Last week, witnesses said Russian forces were strengthening defensive positions in and around the nuclear plant ahead of Ukraine’s long-awaited counter-offensive.
In preparation for the planned radioactive incident, Russia disrupted the scheduled rotation of International Atomic Energy Agency (IAEA) inspectors stationed at the plant, Ukraine’s intelligence service said.
The report of a planned incident in Zaporizhzhia was echoed in a tweet by Ukraine’s representative to the United Nations in New York, Sergiy Kyslytsya, who said events could unfold “in the next few hours”.
According to Moscow, Moscow is preparing a large-scale provocation to create a center of radiation danger @DI_Ukraine In the coming hours, the Russians are preparing a large-scale provocation to simulate an accident at the Zaporizhia nuclear power plant.https://t.co/KuxZEGRB2i
— Sergiy Kyslytsya 🇺🇦 (@SergiyKyslytsya) May 26, 2023
The directorate’s statement did not provide any evidence to support its claims and the Vienna-based IAEA, which regularly posts updates on the situation at the power plant, has not reported any disruption to the schedule.
Kiev and Moscow have repeatedly accused each other of attacking the factory.
In February, Russia said Ukraine planned to stage a nuclear incident on its territory and blame it on Moscow.

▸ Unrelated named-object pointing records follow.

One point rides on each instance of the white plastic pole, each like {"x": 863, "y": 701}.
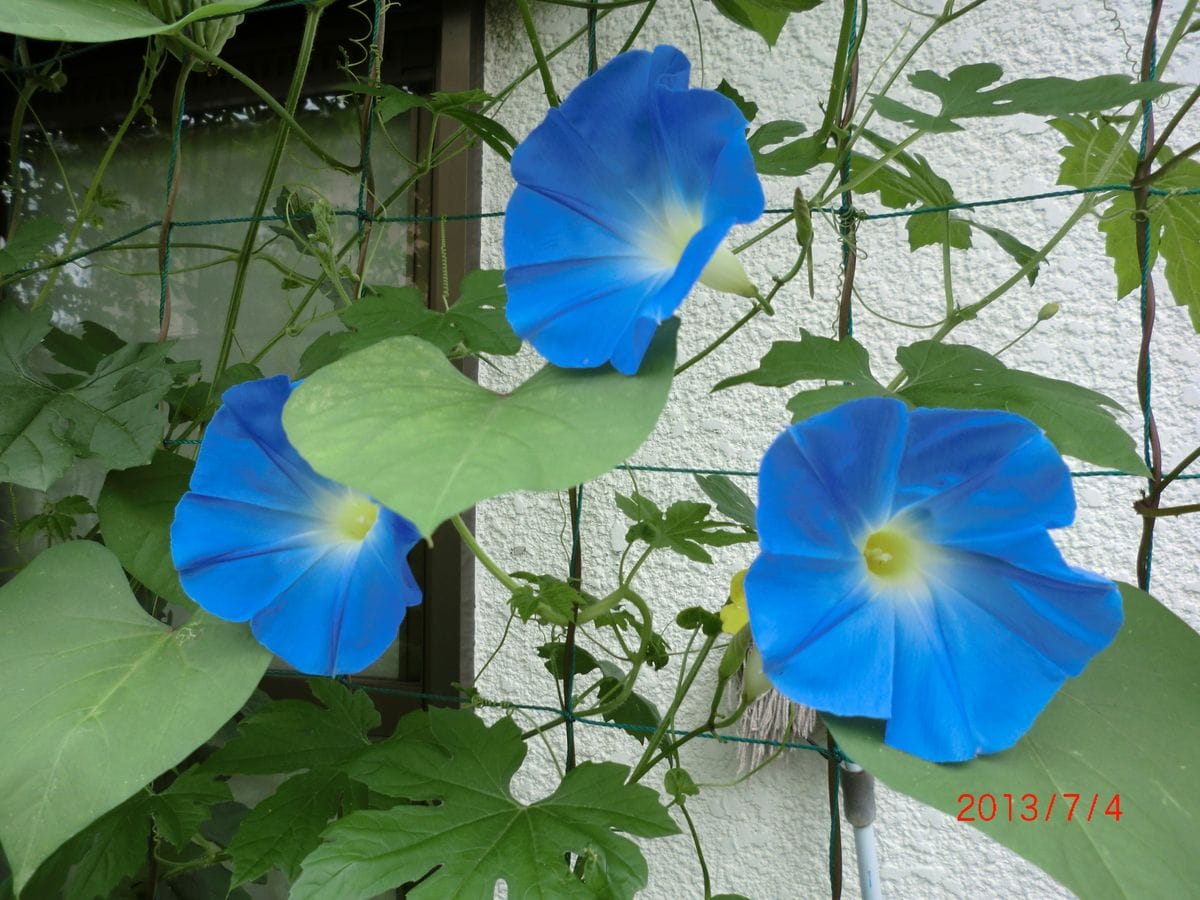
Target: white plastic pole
{"x": 858, "y": 793}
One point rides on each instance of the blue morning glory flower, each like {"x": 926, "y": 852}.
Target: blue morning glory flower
{"x": 906, "y": 574}
{"x": 319, "y": 570}
{"x": 624, "y": 196}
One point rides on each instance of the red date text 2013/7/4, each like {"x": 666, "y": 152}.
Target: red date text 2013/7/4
{"x": 1065, "y": 807}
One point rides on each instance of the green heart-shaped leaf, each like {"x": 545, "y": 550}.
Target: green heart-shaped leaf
{"x": 1128, "y": 726}
{"x": 136, "y": 509}
{"x": 397, "y": 421}
{"x": 100, "y": 699}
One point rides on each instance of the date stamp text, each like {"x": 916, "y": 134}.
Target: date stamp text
{"x": 1065, "y": 807}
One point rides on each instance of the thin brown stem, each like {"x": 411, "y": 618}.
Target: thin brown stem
{"x": 1143, "y": 237}
{"x": 1150, "y": 514}
{"x": 367, "y": 174}
{"x": 1174, "y": 123}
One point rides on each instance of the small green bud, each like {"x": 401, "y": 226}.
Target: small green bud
{"x": 754, "y": 681}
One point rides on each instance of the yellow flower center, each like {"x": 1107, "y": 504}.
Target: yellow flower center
{"x": 667, "y": 243}
{"x": 353, "y": 516}
{"x": 891, "y": 553}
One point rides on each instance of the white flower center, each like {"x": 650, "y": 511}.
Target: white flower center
{"x": 670, "y": 237}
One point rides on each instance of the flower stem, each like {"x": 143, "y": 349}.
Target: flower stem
{"x": 649, "y": 760}
{"x": 700, "y": 852}
{"x": 312, "y": 16}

Moscow has also repeatedly accused Kiev of planning “false flag” operations with non-conventional weapons, using biological or radioactive materials.
Such attacks have not yet taken place.
IAEA Director-General Rafael Grossi will brief the UN Security Council next week on the security situation in Zaporizhzhia and his plan for security checks at the site. Grossi, who last visited the plant in March, has stepped up efforts to reach an agreement with Ukraine and Russia to ensure the plant’s protection during the fighting.
In a statement last week, Grossi said: “It’s very simple: don’t shoot the plant and don’t use it as a military base.”
“It should be in everyone’s best interest to agree on a set of principles to protect the plant during the conflict,” he added.
Zaporizhzhia once supplied about 20 percent of Ukraine’s electricity and continued to function in the early months of the Russian invasion, despite frequent shelling, before power production was completely halted in September.
None of Ukraine’s six Soviet-era reactors have since generated electricity, but the Zaporizhzhia facility remains connected to the Ukrainian power grid for its own needs, notably to cool the plant’s nuclear reactors.